Hillary Clinton Talks Persona With Humans of New York

September 8th 2016

Almie Rose

One of the frequent criticisms you'll hear about Democratic presidential nominee Hillary Clinton is that she's "too cold."

But an interview with the Facebook page Humans of New York reveals there's a sad reason why this public perception of her exists.

"It got very personal."

Hillary Clinton Humans of New York

The former Secretary of State recalled a particular incident in her life that seemed to change how she would carry herself from that point on. Clinton was taking a law school admissions test and was already feeling nervous when she noticed that she and her friend were the only women in that room taking the test.

She describes what happened next:

"[...] And while we’re waiting for the exam to start, a group of men began to yell things like: 'You don’t need to be here.' And 'There’s plenty else you can do.' It turned into a real 'pile on.' One of them even said: 'If you take my spot, I’ll get drafted, and I’ll go to Vietnam, and I'll die.' And they weren’t kidding around.
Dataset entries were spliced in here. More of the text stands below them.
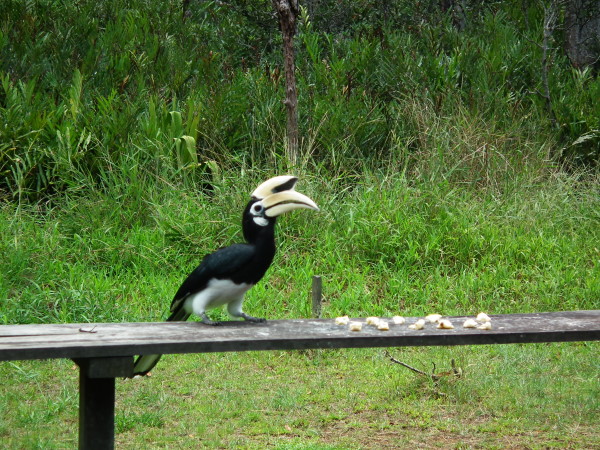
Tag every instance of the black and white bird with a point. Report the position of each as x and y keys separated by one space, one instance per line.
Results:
x=223 y=277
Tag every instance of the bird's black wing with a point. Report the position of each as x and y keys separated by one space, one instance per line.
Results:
x=224 y=263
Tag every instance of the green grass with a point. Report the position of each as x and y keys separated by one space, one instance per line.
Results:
x=443 y=185
x=527 y=396
x=384 y=245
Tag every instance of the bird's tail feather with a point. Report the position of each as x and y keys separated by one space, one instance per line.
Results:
x=145 y=363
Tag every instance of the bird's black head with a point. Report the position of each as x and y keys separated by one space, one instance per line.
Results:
x=272 y=198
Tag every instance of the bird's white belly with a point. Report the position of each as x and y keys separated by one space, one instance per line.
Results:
x=216 y=293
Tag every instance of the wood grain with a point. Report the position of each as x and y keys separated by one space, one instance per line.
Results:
x=18 y=342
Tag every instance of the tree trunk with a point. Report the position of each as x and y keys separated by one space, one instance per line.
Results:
x=582 y=33
x=287 y=10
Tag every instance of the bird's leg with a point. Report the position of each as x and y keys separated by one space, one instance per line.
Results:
x=251 y=318
x=206 y=320
x=235 y=310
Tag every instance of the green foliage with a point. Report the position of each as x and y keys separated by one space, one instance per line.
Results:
x=88 y=85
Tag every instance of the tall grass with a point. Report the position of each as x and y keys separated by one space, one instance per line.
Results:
x=87 y=85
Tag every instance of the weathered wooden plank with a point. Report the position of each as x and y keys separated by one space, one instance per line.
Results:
x=126 y=339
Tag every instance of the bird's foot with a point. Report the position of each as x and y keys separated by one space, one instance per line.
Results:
x=207 y=321
x=253 y=319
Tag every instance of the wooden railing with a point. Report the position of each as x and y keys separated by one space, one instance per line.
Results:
x=105 y=351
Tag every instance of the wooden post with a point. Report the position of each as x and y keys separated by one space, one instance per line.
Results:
x=317 y=291
x=287 y=10
x=97 y=400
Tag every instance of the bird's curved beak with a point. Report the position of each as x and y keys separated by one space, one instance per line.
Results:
x=278 y=196
x=275 y=185
x=282 y=202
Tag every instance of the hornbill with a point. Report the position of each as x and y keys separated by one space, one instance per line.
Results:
x=223 y=277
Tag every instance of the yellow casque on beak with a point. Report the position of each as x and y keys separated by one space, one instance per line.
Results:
x=274 y=185
x=282 y=202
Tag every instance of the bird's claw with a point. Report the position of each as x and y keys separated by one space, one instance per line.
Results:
x=253 y=319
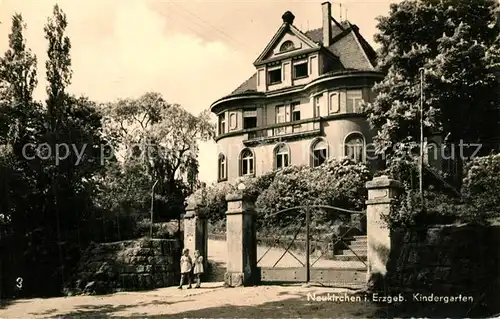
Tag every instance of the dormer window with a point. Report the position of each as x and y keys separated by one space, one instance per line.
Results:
x=287 y=46
x=300 y=69
x=250 y=118
x=222 y=124
x=274 y=76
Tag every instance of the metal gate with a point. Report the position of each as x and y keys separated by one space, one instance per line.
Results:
x=304 y=252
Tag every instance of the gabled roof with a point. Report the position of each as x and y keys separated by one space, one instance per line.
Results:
x=285 y=27
x=353 y=51
x=349 y=45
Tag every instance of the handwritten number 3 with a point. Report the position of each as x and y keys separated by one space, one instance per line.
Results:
x=19 y=281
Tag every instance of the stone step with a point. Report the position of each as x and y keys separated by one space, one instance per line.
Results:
x=215 y=272
x=358 y=244
x=349 y=257
x=358 y=251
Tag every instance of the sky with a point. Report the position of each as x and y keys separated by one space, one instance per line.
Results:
x=192 y=52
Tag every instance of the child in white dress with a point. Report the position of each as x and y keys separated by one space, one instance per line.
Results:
x=198 y=268
x=186 y=266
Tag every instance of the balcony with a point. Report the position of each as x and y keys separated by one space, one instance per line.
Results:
x=283 y=132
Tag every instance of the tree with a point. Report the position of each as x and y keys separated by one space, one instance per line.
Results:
x=163 y=138
x=72 y=125
x=456 y=44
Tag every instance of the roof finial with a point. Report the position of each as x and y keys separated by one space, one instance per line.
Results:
x=288 y=17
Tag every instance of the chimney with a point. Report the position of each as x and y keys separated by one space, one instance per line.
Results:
x=327 y=23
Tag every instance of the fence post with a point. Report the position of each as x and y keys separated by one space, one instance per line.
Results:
x=381 y=193
x=196 y=230
x=241 y=241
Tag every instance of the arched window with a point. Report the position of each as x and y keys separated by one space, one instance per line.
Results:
x=247 y=162
x=287 y=46
x=222 y=167
x=432 y=153
x=319 y=152
x=355 y=147
x=281 y=156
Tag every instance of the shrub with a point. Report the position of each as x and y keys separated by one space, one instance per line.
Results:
x=338 y=183
x=481 y=184
x=438 y=208
x=214 y=199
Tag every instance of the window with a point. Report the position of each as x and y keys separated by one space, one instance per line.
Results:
x=355 y=147
x=334 y=103
x=246 y=162
x=317 y=105
x=222 y=124
x=281 y=156
x=432 y=154
x=300 y=70
x=274 y=76
x=280 y=118
x=222 y=167
x=250 y=118
x=319 y=152
x=354 y=101
x=233 y=123
x=295 y=111
x=287 y=46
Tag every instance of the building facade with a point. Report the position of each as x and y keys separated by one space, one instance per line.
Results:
x=303 y=104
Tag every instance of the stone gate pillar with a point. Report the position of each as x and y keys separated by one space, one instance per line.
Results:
x=196 y=231
x=241 y=241
x=381 y=193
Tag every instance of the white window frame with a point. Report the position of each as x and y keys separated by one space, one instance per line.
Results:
x=247 y=162
x=355 y=97
x=281 y=155
x=355 y=149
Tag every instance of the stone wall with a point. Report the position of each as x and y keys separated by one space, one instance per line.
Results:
x=127 y=266
x=447 y=261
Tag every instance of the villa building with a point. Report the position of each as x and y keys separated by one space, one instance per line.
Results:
x=302 y=105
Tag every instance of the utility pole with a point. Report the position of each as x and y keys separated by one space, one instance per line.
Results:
x=421 y=134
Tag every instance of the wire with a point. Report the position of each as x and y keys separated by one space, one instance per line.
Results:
x=208 y=23
x=226 y=38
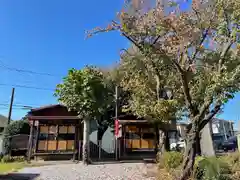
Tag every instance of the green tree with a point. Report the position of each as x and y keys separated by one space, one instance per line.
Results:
x=193 y=52
x=89 y=93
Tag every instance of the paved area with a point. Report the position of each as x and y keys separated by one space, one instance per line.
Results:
x=107 y=171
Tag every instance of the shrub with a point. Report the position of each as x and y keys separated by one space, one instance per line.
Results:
x=18 y=159
x=170 y=160
x=7 y=159
x=211 y=168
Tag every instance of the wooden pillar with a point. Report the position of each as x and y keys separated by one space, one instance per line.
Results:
x=36 y=139
x=30 y=141
x=75 y=142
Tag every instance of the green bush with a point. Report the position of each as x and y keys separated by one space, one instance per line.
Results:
x=170 y=160
x=211 y=168
x=7 y=159
x=233 y=159
x=16 y=127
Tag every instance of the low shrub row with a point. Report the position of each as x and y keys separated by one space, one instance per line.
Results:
x=205 y=168
x=8 y=159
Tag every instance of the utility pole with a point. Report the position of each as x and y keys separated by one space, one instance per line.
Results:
x=116 y=119
x=10 y=107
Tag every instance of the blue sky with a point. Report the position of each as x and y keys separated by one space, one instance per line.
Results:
x=49 y=36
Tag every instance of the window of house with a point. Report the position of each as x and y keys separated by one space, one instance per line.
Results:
x=55 y=137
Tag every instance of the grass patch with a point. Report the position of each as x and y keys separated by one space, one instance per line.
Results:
x=11 y=167
x=15 y=166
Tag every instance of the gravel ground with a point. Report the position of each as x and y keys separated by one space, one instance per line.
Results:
x=118 y=171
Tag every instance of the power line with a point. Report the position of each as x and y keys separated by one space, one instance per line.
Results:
x=17 y=106
x=27 y=71
x=27 y=87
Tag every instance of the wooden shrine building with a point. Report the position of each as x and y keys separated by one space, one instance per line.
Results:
x=54 y=132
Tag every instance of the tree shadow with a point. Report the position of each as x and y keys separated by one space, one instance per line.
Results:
x=19 y=176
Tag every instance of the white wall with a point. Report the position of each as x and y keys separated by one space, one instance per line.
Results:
x=108 y=141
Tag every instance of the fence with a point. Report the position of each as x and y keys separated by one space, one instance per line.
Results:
x=98 y=150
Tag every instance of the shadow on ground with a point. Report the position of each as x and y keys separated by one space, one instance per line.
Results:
x=18 y=176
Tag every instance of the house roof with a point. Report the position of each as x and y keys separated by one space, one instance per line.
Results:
x=3 y=121
x=47 y=107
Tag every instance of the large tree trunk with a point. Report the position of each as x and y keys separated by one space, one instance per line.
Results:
x=100 y=133
x=86 y=147
x=162 y=141
x=191 y=151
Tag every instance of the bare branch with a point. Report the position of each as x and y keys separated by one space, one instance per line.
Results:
x=210 y=115
x=223 y=54
x=187 y=95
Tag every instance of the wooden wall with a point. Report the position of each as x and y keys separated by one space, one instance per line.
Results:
x=56 y=138
x=139 y=137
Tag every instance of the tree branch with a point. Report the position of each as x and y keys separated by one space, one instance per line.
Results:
x=210 y=115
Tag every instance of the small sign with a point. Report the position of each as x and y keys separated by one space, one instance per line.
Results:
x=238 y=141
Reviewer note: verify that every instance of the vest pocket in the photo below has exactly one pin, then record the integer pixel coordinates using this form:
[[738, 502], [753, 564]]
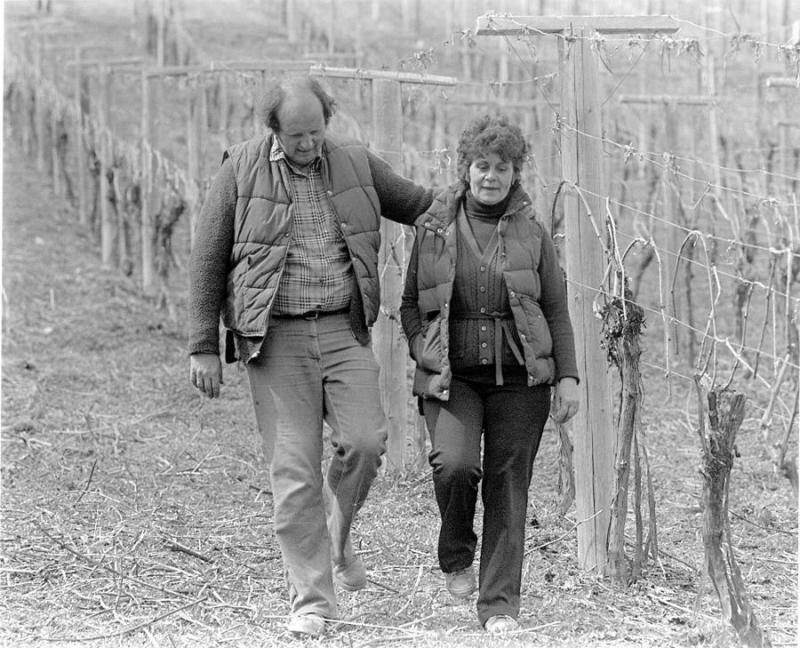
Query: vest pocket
[[540, 340], [429, 351]]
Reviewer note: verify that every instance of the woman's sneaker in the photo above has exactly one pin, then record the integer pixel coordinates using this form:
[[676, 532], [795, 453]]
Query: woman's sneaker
[[500, 624], [461, 583], [306, 626]]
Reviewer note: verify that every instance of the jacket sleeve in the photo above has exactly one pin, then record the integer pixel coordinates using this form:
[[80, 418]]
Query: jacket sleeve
[[409, 310], [209, 261], [553, 302], [401, 199]]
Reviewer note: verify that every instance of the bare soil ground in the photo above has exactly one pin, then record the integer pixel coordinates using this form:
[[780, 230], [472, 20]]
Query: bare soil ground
[[135, 513]]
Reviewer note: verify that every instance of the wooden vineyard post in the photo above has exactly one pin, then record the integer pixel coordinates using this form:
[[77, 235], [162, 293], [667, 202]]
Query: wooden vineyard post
[[42, 128], [388, 343], [150, 191], [387, 126], [194, 141], [108, 220], [81, 95], [584, 209]]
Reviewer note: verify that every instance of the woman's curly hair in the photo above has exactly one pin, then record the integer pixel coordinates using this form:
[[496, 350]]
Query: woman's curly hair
[[274, 96], [487, 134]]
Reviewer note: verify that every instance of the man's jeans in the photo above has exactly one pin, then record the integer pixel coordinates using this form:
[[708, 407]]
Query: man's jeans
[[310, 371]]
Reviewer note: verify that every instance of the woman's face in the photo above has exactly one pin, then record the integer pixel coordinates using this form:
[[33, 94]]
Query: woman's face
[[490, 178]]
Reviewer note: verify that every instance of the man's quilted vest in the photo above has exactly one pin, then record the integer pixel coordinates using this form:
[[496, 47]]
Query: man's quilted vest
[[263, 226], [520, 240]]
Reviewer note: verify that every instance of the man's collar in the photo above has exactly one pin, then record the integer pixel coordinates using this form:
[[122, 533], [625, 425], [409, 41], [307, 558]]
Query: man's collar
[[277, 153]]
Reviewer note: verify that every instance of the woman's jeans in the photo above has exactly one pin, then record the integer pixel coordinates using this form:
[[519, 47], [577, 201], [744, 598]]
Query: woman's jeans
[[511, 419], [310, 371]]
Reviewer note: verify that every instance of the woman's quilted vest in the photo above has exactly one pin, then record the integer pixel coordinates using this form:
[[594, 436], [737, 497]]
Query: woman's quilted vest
[[520, 240]]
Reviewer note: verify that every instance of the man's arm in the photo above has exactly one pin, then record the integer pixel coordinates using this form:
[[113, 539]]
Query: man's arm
[[208, 264], [401, 199]]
It was intense. It got very personal."

"But I couldn't respond."

Clinton continues:

"But I couldn’t respond. I couldn’t afford to get distracted because I didn’t want to mess up the test. So I just kept looking down, hoping that the proctor would walk in the room."

She's aware of how she's perceived.

"I know that I can be perceived as aloof or cold or unemotional. But I had to learn as a young woman to control my emotions. And that’s a hard path to walk. Because you need to protect yourself, you need to keep steady, but at the same time you don’t want to seem 'walled off.' And sometimes I think I come across more in the 'walled off' arena. And if I create that perception, then I take responsibility. I don’t view myself as cold or unemotional. And neither do my friends. And neither does my family. But if that sometimes is the perception I create, then I can’t blame people for thinking that."

Women resonated with Clinton's sad lesson of learning to have to "control emotions" — even those who don't support Clinton.

HONY Hillary Clinton

Some even realized how they've been "conditioned" to chide Clinton for her tone.

Hillary Clinton won't be the first — or last — to face this double standard.

Former Hewlett Packard CEO Carly Fiorina revealed one way that double standard is presented when she said in a debate that the media tells her she doesn't "smile enough."

Women are also accused to having "resting bitch face" far more often than men are, which is really another way of subtly shading women for appearing, like Clinton, "too cold."